Former University of Miami booster, and federal convict, Nevin Shapiro said his evidence will spark the NCAA's most severe punishment that could bring about the end of football at the University of Miami.
In an exclusive interview with CBS4 Miami's Jim Berry, Shapiro said the information the NCAA has in its possession is "going to be so detailed and to the truth that it will be impossible for any former players or current players to go around it."
Shapiro said for the first time that not only was it players who sought favor with him, but also Hurricanes football staff was involved. According to Shapiro's attorney, Maria Elena Perez, the information first came out under questioning by federal officials and bankruptcy trustee attorneys.
Shapiro is at the heart of an NCAA investigation and his involvement with the school dates back to 2001-2002. Shapiro's attorney has claimed that he provided UM players with the use of a yacht and various other favors.
In the interview with Berry, Shapiro was tight-lipped waiting for more information to come out, possibly as soon as Tuesday evening. But, he did reveal who he thinks is at fault and some of the things he was able to do with the program.
"The university, because of the desire to put money first, I was given carte blanche to do things I shouldn't have been able to do," Shapiro told CBS4. "I led the team out of the tunnel twice in the Orange Bowl."
In CBS4's video archives, Shapiro is seen in front of the tunnel as the Canes entered the field before a game. He is also shown getting excited after a kickoff return was taken back for a touchdown and jumping onto the field.
Shapiro said that he was "hurt" by his treatment by the very players he once thought of as friends. But, "there's no jealousy or envy of the money they make, their position in life, none."
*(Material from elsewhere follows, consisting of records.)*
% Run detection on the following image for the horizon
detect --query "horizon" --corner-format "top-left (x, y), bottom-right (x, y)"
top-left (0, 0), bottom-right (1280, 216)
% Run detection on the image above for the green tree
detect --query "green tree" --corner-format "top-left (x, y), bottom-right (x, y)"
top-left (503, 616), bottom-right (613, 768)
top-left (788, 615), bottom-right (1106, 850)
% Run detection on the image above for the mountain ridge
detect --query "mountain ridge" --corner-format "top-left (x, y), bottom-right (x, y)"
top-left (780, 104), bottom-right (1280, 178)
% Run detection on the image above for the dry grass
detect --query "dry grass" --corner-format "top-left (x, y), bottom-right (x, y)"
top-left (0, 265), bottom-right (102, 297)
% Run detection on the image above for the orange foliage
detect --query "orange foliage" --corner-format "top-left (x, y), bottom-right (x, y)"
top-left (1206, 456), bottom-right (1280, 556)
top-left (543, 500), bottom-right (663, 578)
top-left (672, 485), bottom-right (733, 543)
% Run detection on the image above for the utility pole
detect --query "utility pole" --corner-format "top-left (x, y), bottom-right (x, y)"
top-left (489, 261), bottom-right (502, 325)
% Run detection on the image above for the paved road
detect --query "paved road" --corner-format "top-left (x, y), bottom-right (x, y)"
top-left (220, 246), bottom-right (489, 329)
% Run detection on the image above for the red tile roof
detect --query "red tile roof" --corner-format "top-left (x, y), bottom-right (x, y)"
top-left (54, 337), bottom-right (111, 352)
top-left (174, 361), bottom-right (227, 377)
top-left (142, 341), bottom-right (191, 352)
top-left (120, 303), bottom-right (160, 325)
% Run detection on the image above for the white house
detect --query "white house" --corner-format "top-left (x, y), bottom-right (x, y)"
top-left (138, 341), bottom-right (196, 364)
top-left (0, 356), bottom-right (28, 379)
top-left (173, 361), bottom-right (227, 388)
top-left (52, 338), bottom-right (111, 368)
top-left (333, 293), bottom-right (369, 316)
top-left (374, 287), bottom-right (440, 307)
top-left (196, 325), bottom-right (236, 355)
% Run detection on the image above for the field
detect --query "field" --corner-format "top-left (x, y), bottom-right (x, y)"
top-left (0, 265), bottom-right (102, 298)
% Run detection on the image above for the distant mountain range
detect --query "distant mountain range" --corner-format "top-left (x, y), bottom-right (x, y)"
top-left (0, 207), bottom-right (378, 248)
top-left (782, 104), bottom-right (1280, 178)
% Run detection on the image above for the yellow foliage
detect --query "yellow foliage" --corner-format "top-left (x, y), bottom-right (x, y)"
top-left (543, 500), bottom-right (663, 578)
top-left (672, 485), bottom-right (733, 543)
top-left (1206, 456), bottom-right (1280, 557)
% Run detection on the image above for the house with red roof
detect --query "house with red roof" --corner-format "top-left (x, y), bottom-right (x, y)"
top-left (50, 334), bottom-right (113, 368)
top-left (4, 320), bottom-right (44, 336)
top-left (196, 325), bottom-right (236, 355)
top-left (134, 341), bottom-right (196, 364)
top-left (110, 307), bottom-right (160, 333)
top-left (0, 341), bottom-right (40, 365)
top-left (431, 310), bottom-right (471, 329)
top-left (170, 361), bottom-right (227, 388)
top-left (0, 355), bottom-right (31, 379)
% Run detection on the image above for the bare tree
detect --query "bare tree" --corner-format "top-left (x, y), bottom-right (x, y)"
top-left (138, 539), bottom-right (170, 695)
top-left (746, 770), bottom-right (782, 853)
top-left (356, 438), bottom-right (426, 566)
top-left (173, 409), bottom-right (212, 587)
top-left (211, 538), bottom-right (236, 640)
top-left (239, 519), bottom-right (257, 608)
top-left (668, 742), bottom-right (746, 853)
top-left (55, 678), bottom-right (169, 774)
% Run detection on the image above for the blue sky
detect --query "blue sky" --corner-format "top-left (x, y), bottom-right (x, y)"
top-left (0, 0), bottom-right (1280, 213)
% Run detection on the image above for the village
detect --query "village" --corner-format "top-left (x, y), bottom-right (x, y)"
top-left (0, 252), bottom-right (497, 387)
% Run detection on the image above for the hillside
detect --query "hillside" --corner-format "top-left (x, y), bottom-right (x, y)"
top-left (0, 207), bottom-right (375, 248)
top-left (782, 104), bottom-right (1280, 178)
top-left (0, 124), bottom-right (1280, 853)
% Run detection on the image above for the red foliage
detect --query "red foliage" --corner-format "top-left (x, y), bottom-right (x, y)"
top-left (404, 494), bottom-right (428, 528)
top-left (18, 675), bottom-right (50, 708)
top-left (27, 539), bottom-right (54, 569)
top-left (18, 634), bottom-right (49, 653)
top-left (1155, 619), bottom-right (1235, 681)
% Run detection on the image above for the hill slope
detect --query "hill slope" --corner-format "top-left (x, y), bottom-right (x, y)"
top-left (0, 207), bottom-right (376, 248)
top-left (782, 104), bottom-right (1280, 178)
Shapiro continued revealing a little about what he did, but he also had a critique of the players themselves.
"I helped in certain ways. They're gifted ball players, but just because you're gifted doesn't mean you have the mental also," Shapiro said. "I helped them in a lot of other ways. I felt more than a friend, felt like a family member. With certain guys I felt like a father figure."
Perez gave more details about the culture that was going on when Nevin was dealing with the University of Miami and its student-athletes.
"The players would seek him out," Perez said. "The players would look for Nevin; Nevin became the in-thing. It was cool to hang out with Nevin. They wanted to be with him, because he was paying. Nevin thought this was standard operating procedure, I'm not inventing this. Nevin is not going to be the first booster. This probably happens in 99.9 percent of the schools."
Perez also addressed whether Nevin was seeking favor with the schools and the athletes and buying his way into the program.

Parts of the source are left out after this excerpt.